Maybe Richard Widmark doesn’t look as good in color as the shrouds of noir, but he can act. Here he’s a poker player who fancies himself a poet on the side. As he gets off at an isolated Mexican outpost, he’s yakking away to the typically taciturn Gary Cooper. The taller fellow plods by his side quietly amused by everything coming out of Widmark’s mouth.

They are joined by a third man (Cameron Mitchell) biding their time en route to the goldfields of California by listening to the floor show (Rita Moreno) at the local cantina. I do relish films that take place in multiple languages; perhaps it humbles me. Because as I’m no longer living near a Latino community and I haven’t studied in a long time, my Spanish is rusty, so I can only pick up bits and pieces. I am at the mercy of others.

But it also means Gary Cooper can pay a major service to the audience. He translates for us and with that comes an added depth to his character. He’s knowledgeable and must have been around. How does he know the language? We don’t know right off so it teases us to stick around in order to find out.

It’s quite relaxing until Susan Hayward bursts in on the men, effectively dropping the whole reason for the picture right in their laps. An adventure is afoot, and they take it up with few reservations. It doesn’t seem to cross their minds to question any of it; the compensation waved in front of them is high enough. Maybe they maintain their own private reasons. Soon they’re journeying through a mountain pass in order to help save the woman’s stranded husband (Hugh Marlowe).

A perfect moment on the road — making sure we’re aware of the stakes — features a dislodged frying pan clattering down below, ricocheting off the rock faces, and echoing through the canyon as it makes its descent.

As things progress, it becomes apparent the fine line between brooding and dull is a difficult one. It certainly is, more often than not, a slow burn with Widmark waxing philosophical and Cooper projecting an air of constant clear-sightedness about the world. He never loses his head. The rest of the time we’re waiting for something.

The confrontation between Hooker (Cooper) and the hothead Daly (Mitchell) is a particular sequence to relish as the young gun not once, but twice, is sent somersaulting on his back — his butt nearly putting out the fire and getting singed as a result. By the end of his drubbing, he’s practically rolling in it, and he’s been made to look terribly foolish.

But like Way of The Gaucho, the on-location shooting is what the movie can boast about the most. The action is middling and dull at best, because it’s a long haul to get a payoff.  We are waiting for things to come to a head and while Indians are said to be brewing up in the hills, they only show themselves briefly.

Oddly, Susan Hayward is thanklessly cast as the villain-turned-hero. Maybe it has to do with the time the picture came out since she hardly gets the delicious part of a femme fatale. More often than not, she feels like a scapegoat, that is until everyone realizes how faithful she is. It’s too little too late.

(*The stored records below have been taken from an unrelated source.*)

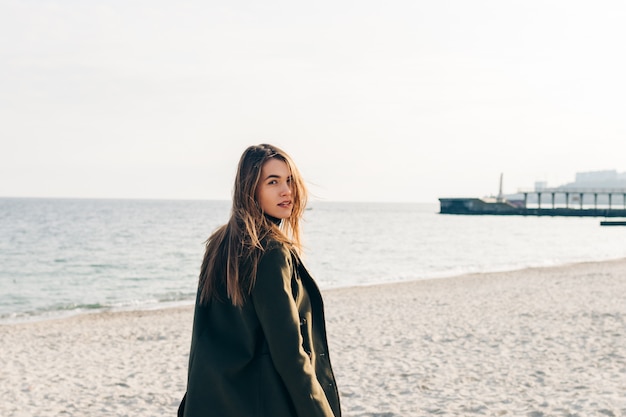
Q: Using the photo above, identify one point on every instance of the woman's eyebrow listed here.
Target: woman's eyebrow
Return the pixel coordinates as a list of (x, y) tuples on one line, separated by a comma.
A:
[(272, 176)]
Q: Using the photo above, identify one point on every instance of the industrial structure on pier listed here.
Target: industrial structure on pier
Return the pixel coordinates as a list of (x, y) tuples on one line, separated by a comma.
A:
[(597, 193)]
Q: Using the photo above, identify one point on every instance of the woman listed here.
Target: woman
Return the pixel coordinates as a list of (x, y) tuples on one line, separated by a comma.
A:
[(259, 345)]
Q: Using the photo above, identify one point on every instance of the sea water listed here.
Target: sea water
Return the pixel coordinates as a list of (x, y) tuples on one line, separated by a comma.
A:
[(68, 256)]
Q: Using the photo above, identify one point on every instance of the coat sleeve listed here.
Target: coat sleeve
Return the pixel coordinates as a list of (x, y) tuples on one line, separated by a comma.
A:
[(279, 318)]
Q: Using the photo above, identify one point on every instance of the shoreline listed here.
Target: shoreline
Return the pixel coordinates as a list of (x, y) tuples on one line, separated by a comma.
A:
[(54, 315), (542, 341)]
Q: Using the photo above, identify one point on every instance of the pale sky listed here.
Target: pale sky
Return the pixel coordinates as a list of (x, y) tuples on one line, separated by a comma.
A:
[(375, 100)]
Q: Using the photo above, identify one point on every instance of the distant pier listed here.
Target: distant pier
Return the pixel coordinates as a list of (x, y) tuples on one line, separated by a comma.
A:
[(579, 202)]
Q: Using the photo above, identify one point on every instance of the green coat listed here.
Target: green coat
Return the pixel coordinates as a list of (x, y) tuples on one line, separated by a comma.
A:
[(268, 358)]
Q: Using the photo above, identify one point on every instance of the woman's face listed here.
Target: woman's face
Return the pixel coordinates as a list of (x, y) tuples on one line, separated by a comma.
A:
[(274, 189)]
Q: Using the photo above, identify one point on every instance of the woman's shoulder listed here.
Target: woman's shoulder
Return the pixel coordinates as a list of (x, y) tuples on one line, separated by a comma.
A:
[(274, 247)]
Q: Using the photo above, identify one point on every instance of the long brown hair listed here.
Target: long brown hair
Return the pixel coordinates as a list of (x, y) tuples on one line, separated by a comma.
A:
[(233, 250)]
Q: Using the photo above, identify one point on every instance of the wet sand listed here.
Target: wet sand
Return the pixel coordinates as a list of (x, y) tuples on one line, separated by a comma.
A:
[(537, 342)]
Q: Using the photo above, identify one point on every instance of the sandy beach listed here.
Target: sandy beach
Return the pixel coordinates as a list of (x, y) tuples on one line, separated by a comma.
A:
[(537, 342)]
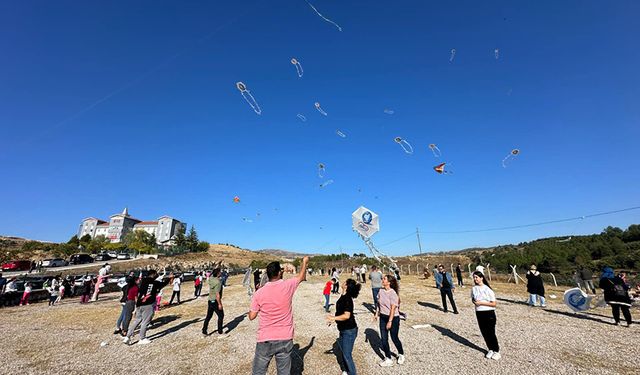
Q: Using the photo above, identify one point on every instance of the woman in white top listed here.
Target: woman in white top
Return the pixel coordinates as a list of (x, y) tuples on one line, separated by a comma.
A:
[(484, 299)]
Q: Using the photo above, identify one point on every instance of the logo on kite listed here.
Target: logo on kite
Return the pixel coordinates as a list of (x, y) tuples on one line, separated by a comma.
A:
[(367, 217), (440, 168)]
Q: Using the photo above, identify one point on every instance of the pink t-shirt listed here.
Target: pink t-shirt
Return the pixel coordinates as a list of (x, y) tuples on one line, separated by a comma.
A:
[(272, 302), (386, 299)]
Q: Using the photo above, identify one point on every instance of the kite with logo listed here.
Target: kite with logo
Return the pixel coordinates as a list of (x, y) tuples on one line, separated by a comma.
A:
[(365, 222)]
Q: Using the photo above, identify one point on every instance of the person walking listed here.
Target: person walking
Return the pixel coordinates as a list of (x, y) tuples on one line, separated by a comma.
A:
[(376, 284), (177, 280), (148, 290), (346, 322), (25, 295), (273, 303), (616, 295), (215, 302), (389, 315), (327, 293), (459, 275), (129, 305), (484, 300), (197, 285), (336, 285), (444, 282), (586, 276), (535, 287)]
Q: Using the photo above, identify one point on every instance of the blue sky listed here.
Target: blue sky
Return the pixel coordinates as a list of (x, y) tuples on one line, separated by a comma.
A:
[(111, 104)]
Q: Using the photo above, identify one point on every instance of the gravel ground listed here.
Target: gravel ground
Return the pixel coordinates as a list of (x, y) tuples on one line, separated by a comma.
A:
[(67, 338)]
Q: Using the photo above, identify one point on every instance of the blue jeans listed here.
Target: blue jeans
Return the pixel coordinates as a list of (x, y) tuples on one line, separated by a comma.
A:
[(346, 340), (375, 296), (532, 300), (384, 334), (266, 350)]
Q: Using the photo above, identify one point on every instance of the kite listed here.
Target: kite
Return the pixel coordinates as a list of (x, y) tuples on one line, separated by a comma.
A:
[(320, 109), (321, 170), (326, 183), (440, 168), (323, 17), (511, 155), (435, 150), (246, 94), (299, 70), (404, 144), (577, 300), (246, 282)]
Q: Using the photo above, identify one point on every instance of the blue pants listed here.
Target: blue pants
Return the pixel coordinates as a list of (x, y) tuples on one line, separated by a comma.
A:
[(384, 334), (347, 339)]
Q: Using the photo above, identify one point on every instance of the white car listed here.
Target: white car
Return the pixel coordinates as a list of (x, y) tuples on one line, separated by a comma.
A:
[(55, 262)]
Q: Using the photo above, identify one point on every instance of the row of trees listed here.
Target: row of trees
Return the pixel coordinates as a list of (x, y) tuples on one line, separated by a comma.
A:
[(613, 247)]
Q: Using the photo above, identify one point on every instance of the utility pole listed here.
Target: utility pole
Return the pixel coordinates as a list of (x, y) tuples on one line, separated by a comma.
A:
[(418, 235)]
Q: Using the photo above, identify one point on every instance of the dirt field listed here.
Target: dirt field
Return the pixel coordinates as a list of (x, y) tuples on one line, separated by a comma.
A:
[(37, 339)]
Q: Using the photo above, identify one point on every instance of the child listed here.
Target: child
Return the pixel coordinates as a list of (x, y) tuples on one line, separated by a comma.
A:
[(327, 292), (25, 295)]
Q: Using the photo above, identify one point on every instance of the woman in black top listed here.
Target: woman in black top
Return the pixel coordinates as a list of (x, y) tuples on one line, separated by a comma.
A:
[(346, 323)]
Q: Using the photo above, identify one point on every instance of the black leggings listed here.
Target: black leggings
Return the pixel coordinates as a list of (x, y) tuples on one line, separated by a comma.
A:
[(615, 309), (487, 323), (384, 334)]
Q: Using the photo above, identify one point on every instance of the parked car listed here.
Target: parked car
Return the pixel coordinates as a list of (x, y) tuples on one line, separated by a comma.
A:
[(104, 256), (17, 265), (54, 262), (80, 259), (122, 256)]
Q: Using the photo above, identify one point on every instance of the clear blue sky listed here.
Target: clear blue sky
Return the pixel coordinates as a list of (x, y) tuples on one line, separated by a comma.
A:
[(111, 104)]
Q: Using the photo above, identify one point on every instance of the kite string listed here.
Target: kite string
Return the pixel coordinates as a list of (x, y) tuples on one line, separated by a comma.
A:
[(323, 17)]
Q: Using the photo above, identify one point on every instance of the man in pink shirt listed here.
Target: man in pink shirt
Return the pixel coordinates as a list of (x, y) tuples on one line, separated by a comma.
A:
[(275, 329)]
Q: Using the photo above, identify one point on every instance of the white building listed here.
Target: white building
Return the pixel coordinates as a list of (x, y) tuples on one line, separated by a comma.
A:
[(165, 228)]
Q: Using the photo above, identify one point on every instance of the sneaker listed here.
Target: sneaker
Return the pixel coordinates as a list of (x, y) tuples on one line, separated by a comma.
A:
[(386, 363)]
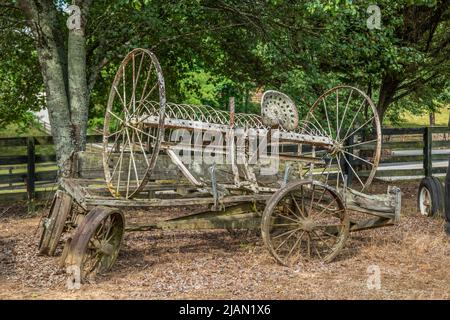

By the end of the story, the emotions lack resonance, because they haven’t built up into anything truly believable with continuity we can easily trace. It does feel a bit like running through the paces just to get to the marks, and it’s difficult to say given the talent on hand. They are a fine host of actors.

It’s possible to cast a bit of the blame on Frank Fenton’s script, which has fun with some dialogue — getting a bit profound about male avarice and passion — while supplying the actual plot little meat.

Gary Cooper and Richard Widmark too were always men of action, but there’s not enough here for them to accomplish. By the time they have chances to do what is purportedly brave and heroic, the deep recesses of meaning looking to be excavated are hollow — even strangely so, because we truly want there to be more, and there isn’t.